Who Takes Your Sacrifice? (Part 2)

What Sacrifice Is, and What it Isn’t

 

What is Sacrifice?

So apparently I don’t get to not make a sacrifice, huh? But a sacrifice always has a collector. Who is this collector, and what does he intend to do with my repeatedly sacrificed selves?

Let me offer my most concise, distilled definition: Sacrifice is an offering to what one has no true interest.

In a lot of fictional or fantasy settings, a common trope is some variant of a village or tribe having to sacrifice one of its own members or goods, usually a virgin girl for a yearly or otherwise regular offering to appease a monster or dragon for either ritual or consumption. Another example lies in Seven Samurai and its American remake The Magnificent Seven in which bandits raid a village of its food and resources or they would destroy everything.

If anything illustrates the idea of “pick your damn sacrifice”, it is a command set forth by the monster, the dragon, and the bandit. “I take your virgin girl, I take your food, I take your supplies. That, or you are all dead. Pick your damn sacrifice.” The task of picking a sacrifice to make is completely beholden to the would-be collector of spoils that have anything from a weapon to an army to extort that sacrifice. The objective for the sacrifice is to pick the one that is altogether the least worst case scenario.

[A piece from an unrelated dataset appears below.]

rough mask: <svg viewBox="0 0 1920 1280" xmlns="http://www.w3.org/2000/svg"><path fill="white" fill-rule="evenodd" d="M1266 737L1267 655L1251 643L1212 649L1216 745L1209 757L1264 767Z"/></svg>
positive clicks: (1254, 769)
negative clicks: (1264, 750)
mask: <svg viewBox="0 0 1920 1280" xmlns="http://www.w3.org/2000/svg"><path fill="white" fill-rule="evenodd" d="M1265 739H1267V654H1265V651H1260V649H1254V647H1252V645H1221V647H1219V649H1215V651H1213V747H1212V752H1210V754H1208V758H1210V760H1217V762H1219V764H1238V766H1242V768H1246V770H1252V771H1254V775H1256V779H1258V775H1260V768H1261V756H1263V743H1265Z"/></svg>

We can derive from this why sacrifices become consecrated, and the sacrificial ones are praised. Actually, there are two ways this happens – one is the praise of the sacrifice by the collector, for the victim has died or has been surrendered to serve their ends forcibly; the victim is the perpetrator’s valued creation. The other is by the surviving victims of the sacrificial party, who because of their chosen sacrifice can survive another day…until next year when they will have to pick a new damn sacrifice. In effect, it’s a way to both keep the system going, and to manage to survive the system. Imagine a vicious cycle in which the way to survive a cruel system is to feed the same system. The collector of sacrificial spoils is a vile parasite with inordinate power over its unfortunate host.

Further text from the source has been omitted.